Des habitants de Camaguey fouillent les décombres de leurs maisons après le passage, samedi, de l’ouragan Paloma.
Photo: Agence Reuters Des habitants de Camaguey fouillent les décombres de leurs maisons après le passage, samedi, de l’ouragan Paloma.

Camaguey, Cuba — Milliers de maisons endommagés, arbres déracinés, poteaux électriques renversés, l'ouragan Paloma a laissé un paysage de désolation après son passage sur la côte sud-est de Cuba avant de perdre de son intensité et devenir hier une tempête tropicale.

Ouragan extrêmement dangereux de catégorie 4 qui a dévasté samedi les Îles Caïmans, Paloma a été rétrogradé en tempête tropicale hier (vents à 110 km/h) après avoir frappé samedi soir la côte sud de Cuba avec la puissance d'un cyclone de catégorie 3 (vents à plus 200 km/h), selon le centre national américain pour les ouragans (NHC).

Le président Raul Castro, successeur de son frère Fidel, a déclaré dans la nuit de samedi à hier au vice-premier ministre russe Igor Setchine, en visite éclair à La Havane, qu'il devait «se rendre après cette rencontre dans les zones les plus affectées par l'ouragan», le troisième à frapper Cuba en deux mois, selon un communiqué officiel.

La province de Camaguey (centre-est), une région agricole par où l'ouragan est entré, a été la plus touchée et commençait à évaluer l'étendue des dégâts. Paloma y a notamment arraché des poteaux électriques et des toits de maisons, déraciné des arbres et «brisé en deux» une tour de communication.

La mer a pénétré jusqu'à 1,5 km à l'intérieur des terres dans la zone de Santa Cruz del Sur, 76 ans presque jour pour jour après que cette localité côtière eut été engloutie par un raz de marée provoqué par un ouragan qui avait provoqué la mort de 3000 de ses habitants.

«Je n'avais jamais encore vu une telle catastrophe. C'est comme une malédiction» pour Santa Cruz, a déclaré un pêcheur de 26 ans, Daniel Calderon.

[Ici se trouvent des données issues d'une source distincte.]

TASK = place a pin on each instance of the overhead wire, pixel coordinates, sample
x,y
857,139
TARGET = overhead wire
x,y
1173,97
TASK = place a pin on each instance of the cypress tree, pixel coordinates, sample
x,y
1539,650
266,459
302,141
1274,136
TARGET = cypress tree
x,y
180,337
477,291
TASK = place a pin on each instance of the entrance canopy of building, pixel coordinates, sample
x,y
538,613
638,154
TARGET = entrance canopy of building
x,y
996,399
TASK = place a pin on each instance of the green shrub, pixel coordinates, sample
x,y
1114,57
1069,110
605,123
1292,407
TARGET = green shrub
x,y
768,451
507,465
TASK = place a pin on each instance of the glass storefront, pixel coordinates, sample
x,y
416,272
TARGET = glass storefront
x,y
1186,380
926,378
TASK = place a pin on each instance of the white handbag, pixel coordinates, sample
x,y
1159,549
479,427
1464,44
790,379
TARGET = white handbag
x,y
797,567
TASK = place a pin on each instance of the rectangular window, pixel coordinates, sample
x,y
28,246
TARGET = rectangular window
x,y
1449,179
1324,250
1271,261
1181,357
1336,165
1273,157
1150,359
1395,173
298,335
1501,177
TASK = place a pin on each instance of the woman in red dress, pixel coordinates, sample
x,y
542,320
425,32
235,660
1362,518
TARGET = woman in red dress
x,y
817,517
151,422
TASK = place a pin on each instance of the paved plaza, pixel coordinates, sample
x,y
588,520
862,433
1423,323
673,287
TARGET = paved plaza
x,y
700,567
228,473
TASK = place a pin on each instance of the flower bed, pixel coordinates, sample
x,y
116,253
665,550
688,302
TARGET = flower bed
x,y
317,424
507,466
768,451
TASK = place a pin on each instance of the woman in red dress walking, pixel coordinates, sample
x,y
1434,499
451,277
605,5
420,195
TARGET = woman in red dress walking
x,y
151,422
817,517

Des milliers de personnes évacuées

Plus de 500 000 personnes avaient été évacuées au total de régions du centre et de l'est de Cuba dans des refuges ou chez des proches par les autorités qui n'ont rapporté jusqu'ici aucune victime. Quelque 3000 touristes étrangers avaient eux aussi été mis à l'abri.

Si les conditions de leurs habitations le permettaient, les évacués devaient rentrer tous chez eux hier.

Il s'agit du troisième cyclone de la saison à frapper l'île communiste, en pleine «phase de récupération» de ses infrastructures après les dévastations causées entre fin août et début septembre par deux autres ouragans.

Paloma est «un autre coup dur pour l'économie, mais il faut l'accepter et nous remettre au travail immédiatement», a déclaré le vice-président, José Ramon Machado Ventura, venu constater les dégâts à Santa Cruz.

Gustav et Ike, respectivement ouragan de catégorie 4 et 3 lorsqu'ils avaient frappé coup sur coup Cuba, avaient fait sept morts et plus de neuf milliards de dollars de dégâts. Des centaines de milliers d'hectares de cultures avaient notamment été ravagés, entraînant une pénurie de certains fruits et légumes sur les marchés.

Plus de deux millions de personnes avaient alors été évacuées. Paloma a par ailleurs provoqué samedi des dégâts importants sur les îles Caïmans, un territoire britannique, mais sans faire de victimes.